Mais, plusieurs fois le ministre Caire a essayé de rassurer au mieux sur les questions relatives à la sécurité. Le plan futur de l’application de traçage ne va pas permettre de cibler le tracé en particulier qui que ce soit. Car il n’y aura pas à utiliser de la géolocalisation à ce niveau. Mais aucune donnée biométrique ni d’une quelconque forme ne sera requise pour le fonctionnement de la future application. « Ce que nous souhaitons, c’est préserver la vie privée des Québécois. ».

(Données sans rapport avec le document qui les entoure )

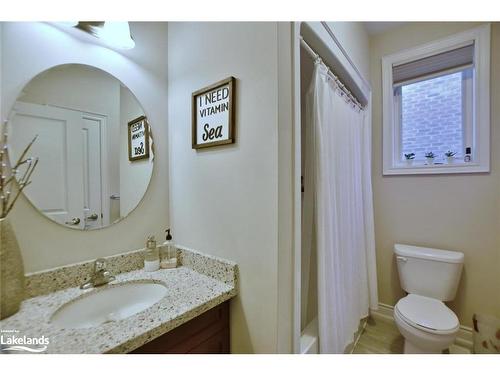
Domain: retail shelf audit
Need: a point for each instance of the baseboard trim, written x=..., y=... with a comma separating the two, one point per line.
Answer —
x=386, y=312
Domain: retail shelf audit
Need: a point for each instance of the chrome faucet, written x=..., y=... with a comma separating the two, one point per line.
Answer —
x=100, y=276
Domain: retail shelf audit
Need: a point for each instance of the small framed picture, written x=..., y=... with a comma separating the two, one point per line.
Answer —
x=213, y=114
x=138, y=139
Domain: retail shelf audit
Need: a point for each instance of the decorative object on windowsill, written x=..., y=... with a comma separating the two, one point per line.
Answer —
x=429, y=156
x=213, y=114
x=409, y=158
x=138, y=139
x=11, y=261
x=450, y=156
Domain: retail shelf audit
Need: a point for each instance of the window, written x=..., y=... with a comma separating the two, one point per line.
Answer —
x=436, y=103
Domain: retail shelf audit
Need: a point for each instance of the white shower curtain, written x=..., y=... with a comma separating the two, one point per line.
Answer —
x=337, y=181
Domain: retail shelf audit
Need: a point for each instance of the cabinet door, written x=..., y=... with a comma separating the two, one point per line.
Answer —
x=205, y=334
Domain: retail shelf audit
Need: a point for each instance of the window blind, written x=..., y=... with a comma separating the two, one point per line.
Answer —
x=453, y=59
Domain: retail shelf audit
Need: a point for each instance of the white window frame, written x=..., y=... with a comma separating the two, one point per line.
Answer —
x=392, y=165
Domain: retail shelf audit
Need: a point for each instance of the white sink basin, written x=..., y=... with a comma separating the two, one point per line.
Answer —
x=109, y=304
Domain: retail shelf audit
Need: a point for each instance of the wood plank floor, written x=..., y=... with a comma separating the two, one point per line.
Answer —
x=382, y=337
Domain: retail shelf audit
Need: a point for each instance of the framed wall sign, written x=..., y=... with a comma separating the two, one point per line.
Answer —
x=213, y=114
x=138, y=139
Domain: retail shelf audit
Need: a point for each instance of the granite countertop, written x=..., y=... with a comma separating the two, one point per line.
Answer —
x=192, y=289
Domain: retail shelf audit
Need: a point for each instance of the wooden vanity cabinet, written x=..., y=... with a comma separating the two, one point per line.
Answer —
x=205, y=334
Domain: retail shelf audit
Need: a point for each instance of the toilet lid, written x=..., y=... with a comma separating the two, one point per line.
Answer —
x=427, y=313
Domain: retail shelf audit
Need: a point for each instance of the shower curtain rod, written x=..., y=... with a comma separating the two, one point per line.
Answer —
x=342, y=87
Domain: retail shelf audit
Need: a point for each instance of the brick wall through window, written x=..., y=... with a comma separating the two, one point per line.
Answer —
x=432, y=117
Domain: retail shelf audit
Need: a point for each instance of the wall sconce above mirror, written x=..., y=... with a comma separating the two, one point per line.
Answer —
x=88, y=125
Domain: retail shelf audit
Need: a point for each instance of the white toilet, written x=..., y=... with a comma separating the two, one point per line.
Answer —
x=430, y=276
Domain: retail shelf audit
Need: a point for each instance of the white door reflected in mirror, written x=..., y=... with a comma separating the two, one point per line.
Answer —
x=84, y=178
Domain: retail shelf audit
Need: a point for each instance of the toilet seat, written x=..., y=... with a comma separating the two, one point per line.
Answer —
x=427, y=314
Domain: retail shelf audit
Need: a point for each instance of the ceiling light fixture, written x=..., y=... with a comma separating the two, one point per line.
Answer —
x=113, y=34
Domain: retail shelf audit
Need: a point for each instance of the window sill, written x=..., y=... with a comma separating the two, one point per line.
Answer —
x=422, y=168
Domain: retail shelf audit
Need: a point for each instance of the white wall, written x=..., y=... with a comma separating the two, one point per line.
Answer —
x=134, y=175
x=224, y=200
x=30, y=48
x=355, y=40
x=457, y=212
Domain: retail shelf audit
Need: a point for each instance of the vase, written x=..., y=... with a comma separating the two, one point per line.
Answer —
x=11, y=271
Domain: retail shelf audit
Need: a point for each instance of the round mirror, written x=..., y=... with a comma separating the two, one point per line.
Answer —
x=94, y=145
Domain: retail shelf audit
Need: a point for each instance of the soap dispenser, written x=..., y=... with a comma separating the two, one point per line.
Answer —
x=152, y=257
x=169, y=258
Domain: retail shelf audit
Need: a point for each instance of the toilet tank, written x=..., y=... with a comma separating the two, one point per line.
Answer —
x=429, y=272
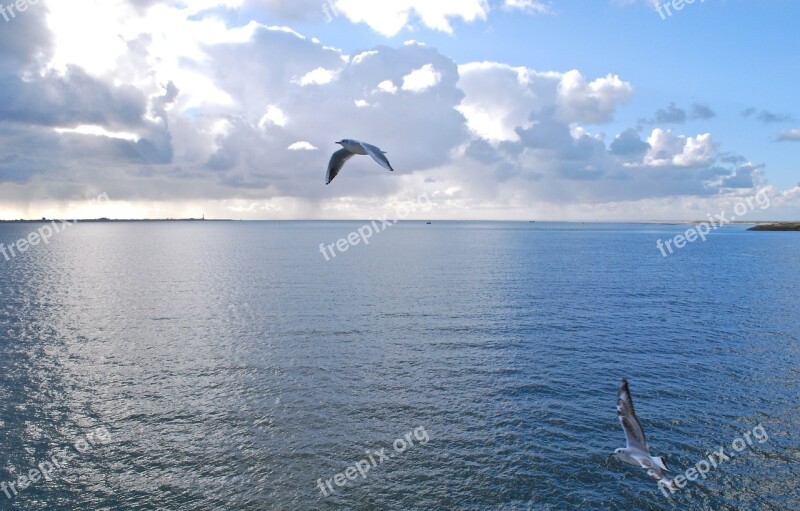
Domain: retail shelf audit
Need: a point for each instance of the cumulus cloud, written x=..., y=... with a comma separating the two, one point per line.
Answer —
x=246, y=115
x=790, y=136
x=765, y=116
x=389, y=17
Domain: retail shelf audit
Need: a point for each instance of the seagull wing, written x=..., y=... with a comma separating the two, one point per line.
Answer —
x=338, y=159
x=634, y=434
x=377, y=155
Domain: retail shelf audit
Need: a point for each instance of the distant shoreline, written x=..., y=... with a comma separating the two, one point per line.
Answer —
x=116, y=220
x=776, y=226
x=758, y=225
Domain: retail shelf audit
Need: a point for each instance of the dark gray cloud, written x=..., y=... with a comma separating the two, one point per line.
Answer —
x=69, y=100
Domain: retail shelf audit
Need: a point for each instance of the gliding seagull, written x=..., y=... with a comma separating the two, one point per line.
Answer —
x=637, y=451
x=348, y=150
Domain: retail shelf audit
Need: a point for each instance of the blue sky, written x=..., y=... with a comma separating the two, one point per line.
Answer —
x=507, y=109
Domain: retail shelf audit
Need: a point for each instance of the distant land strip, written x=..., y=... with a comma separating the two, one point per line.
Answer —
x=776, y=226
x=90, y=220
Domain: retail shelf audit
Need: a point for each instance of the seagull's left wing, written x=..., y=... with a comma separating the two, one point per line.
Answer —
x=377, y=155
x=634, y=434
x=338, y=159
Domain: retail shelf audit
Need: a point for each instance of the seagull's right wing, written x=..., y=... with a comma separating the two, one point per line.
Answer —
x=634, y=434
x=338, y=159
x=377, y=155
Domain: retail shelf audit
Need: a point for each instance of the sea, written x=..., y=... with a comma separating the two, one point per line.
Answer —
x=442, y=366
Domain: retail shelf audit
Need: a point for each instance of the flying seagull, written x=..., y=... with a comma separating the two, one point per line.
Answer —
x=637, y=452
x=350, y=148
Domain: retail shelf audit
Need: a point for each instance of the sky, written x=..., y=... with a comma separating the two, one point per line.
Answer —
x=576, y=110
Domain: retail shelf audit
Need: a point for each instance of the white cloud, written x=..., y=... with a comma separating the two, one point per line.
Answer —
x=419, y=80
x=389, y=17
x=273, y=115
x=534, y=6
x=319, y=76
x=302, y=145
x=388, y=87
x=668, y=149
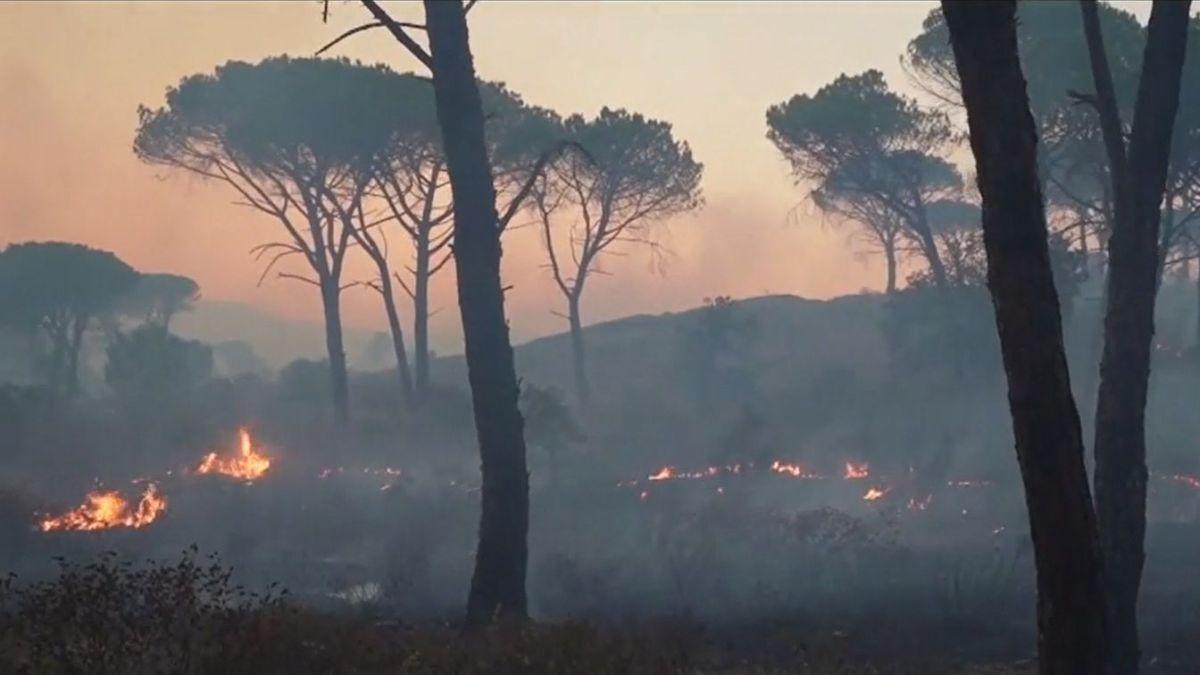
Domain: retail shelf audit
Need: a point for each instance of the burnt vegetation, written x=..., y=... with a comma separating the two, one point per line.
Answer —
x=755, y=485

Selon les dires du ministre, l’application utilisée en particulier les puces Bluetooth dans les smartphones des utilisateurs, pour leur fournir des identifiants de manière aléatoire, avec d’autres périphériques à proximité. Une technologie qui est jugée plus fiable que la géolocalisation dans un tel contexte, comme signifie Sébastien Gambs, professeur d’informatique et spécialiste en éthique de données massives à l’UQAM. « À travers un mur, mon téléphone peut avoir l’impression que j’ai été à proximité d’une autre personne, alors que ce n’est pas le cas, illustre-t-il. Il va y avoir des faux positifs et des faux négatifs. » explique ce dernier.

Mais il exigerait en retour l’utilisation permanente du Bluetooth. Ce qui expose notamment les utilisateurs à certaines formes de piratage informatique. « Règle générale, j’ai toujours été très critique de ces applications », signifie Anne-Sophie Letellier, spécialiste en sécurité informatique et codirectrice des communications chez Crypto Québec. Pour elle, ce genre de logiciel ne peut pas garantir quoi que ce soit dans la manière de gérer et d’endiguer la pandémie. Mais il n’empêche qu’utiliser le Bluetooth présente moins de risques que la géolocalisation par GPS.

Dans la mesure où suite à la consultation publique, le gouvernement avait le feu vert de la population, le cabinet du ministre entend déployer de manière rapide le logiciel de traçage. Et pour cela, il préfère se tourner vers des outils qui existent déjà au lieu de développer le nouveau.

Cependant, vu que très peu d’information circule sur l’application, cela était nature à de pas rassurer les spécialistes. Sébastien Gambs souligne à cet effet : « Puisqu’il a déjà choisi son outil, le fédéral pourrait faire l’effort de dévoiler les spécifications techniques, dit-il. Ça permettrait aux experts de voir si elle respecte les garanties éthiques et de vie privée qu’on aimerait avoir ».